Y sin embargo, el sol salió de nuevo. Le conté a mi familia sobre la llamada de íntimaa. Sus ojos se quedaron en blanco.
Tanto horror, y nosotros, atrapados, hambrientos, desplazados, permanecimos en su lugar.
Pasamos las noticias a los vecinos, como historias pasadas en la antigüedad. Sin teléfonos. No hay boletines de noticias. Solo bocas, voces y dolor.
Mi padre, determinado, cargó una sola batería a través de un panel solar endeble, solo para encender nuestro TV maltratado. Vimos imágenes de Tel Aviv y Teherán, pero ni una palabra sobre Gaza. No es un aliento sobre la masacre en el punto de ayuda. No es un susurro sobre nuestros muertos.
Nosotros, que estamos sangrando, estábamos observando otro conflicto, como si ya hubiéramos muerto.
Finalmente, los trabajadores de la compañía de telecomunicaciones lograron negociar acceso para arreglar las líneas rotas. Arriesgaron todo. Un técnico perdió la pierna en un ataque aéreo.
Pero el 15 de junio, Internet regresó. Y con eso, una avalancha de mensajes. Los familiares se registran. El simple milagro de: «Todavía estás vivo».
No duró. Para el 16 de junio, la conexión falló nuevamente.
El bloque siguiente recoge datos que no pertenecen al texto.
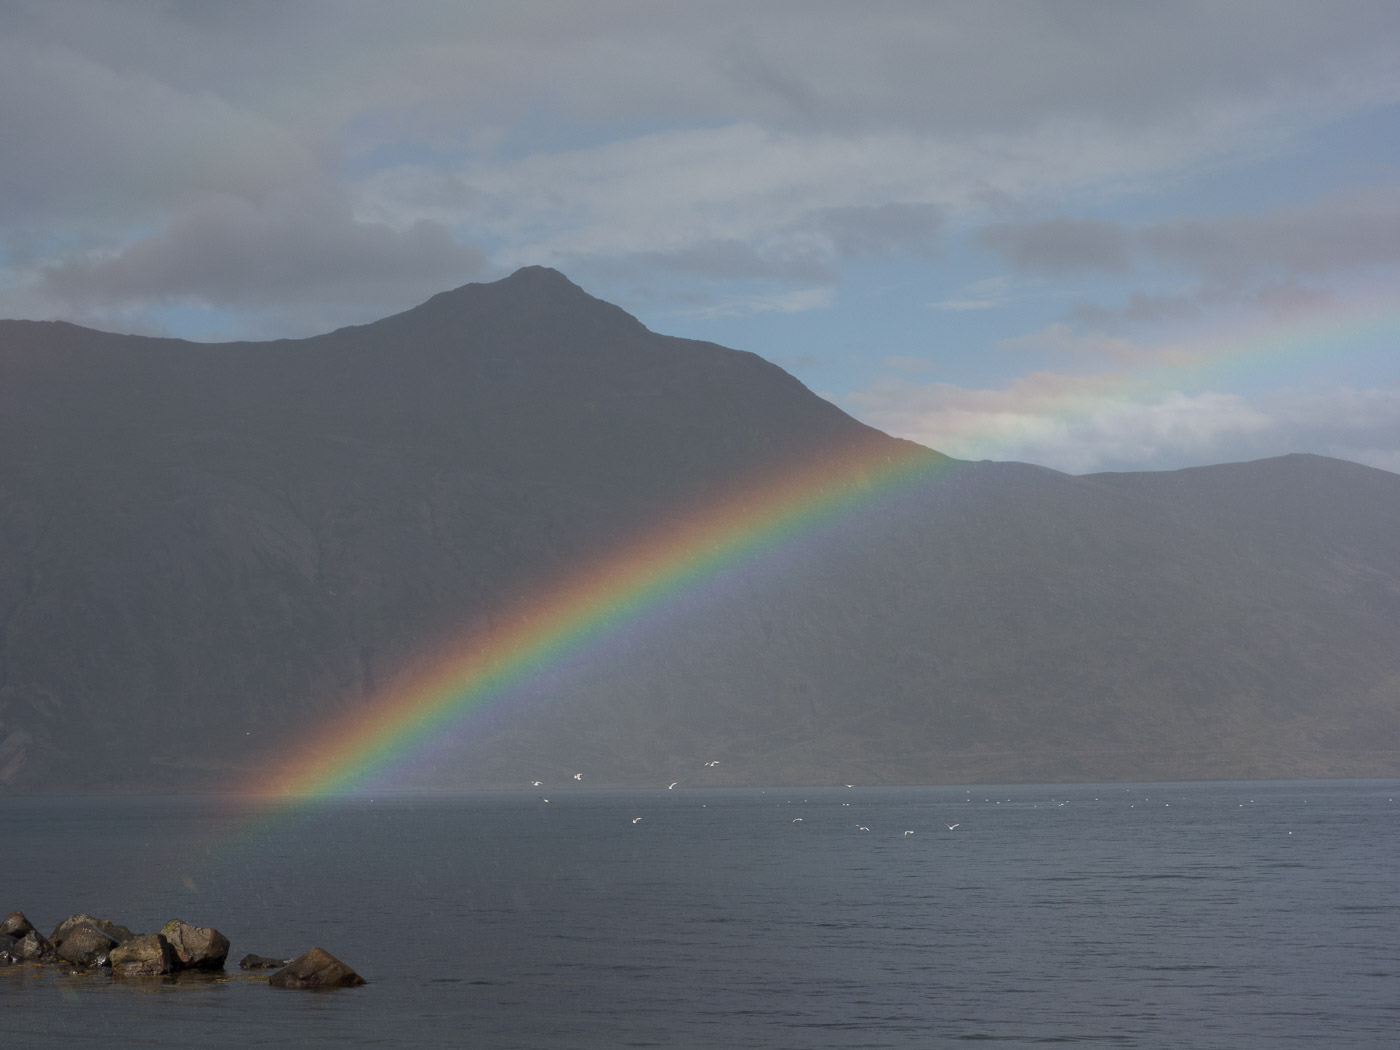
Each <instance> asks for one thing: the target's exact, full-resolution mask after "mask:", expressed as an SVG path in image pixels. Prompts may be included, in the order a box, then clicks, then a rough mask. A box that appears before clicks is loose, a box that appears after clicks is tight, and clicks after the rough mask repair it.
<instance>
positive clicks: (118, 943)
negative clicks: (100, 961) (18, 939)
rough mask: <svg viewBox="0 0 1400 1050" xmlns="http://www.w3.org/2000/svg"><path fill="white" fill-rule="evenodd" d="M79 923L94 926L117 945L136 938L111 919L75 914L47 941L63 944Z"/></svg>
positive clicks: (53, 942) (64, 920) (135, 936)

Y esta vez, las fuerzas israelíes atacaron el punto de servicio principal. Otro apagón. Otra orden de mordaza por bombas.
La compañía de telecomunicaciones envió un mensaje: «Estamos haciendo todo lo que podemos». Y estaban trabajando bajo la sombra de la muerte.
El 18 de junio, mi madre estaba lavando los platos cuando un ataque aéreo golpeó la casa de nuestro vecino.
Ella vio a un hombre volar en el aire y chocarse contra el suelo. Murió al instante.
Ella gritó. Ella todavía no puede dejar de temblarse. Su familia todavía está enterrada debajo de los escombros.
Sin rescate. Sin equipo. No hay tiempo.
Y entonces escribo esto, con la esperanza de que lo estés leyendo. Si lo es, entonces he roto el apagón, por un momento.
El silencio no es accidental. Es la estrategia. Es la herramienta que usan para borrarnos en silencio.
Ser palestino de Gaza significa llevar un trauma como identidad. Y lo llevamos siempre, por dentro y por fuera. De este genocidio, de 1948, de todo lo demás.
Nada nos curará realmente. Pero si nuestras voces aún te alcanzan, tal vez no hemos sido borrados por completo.
Aún no.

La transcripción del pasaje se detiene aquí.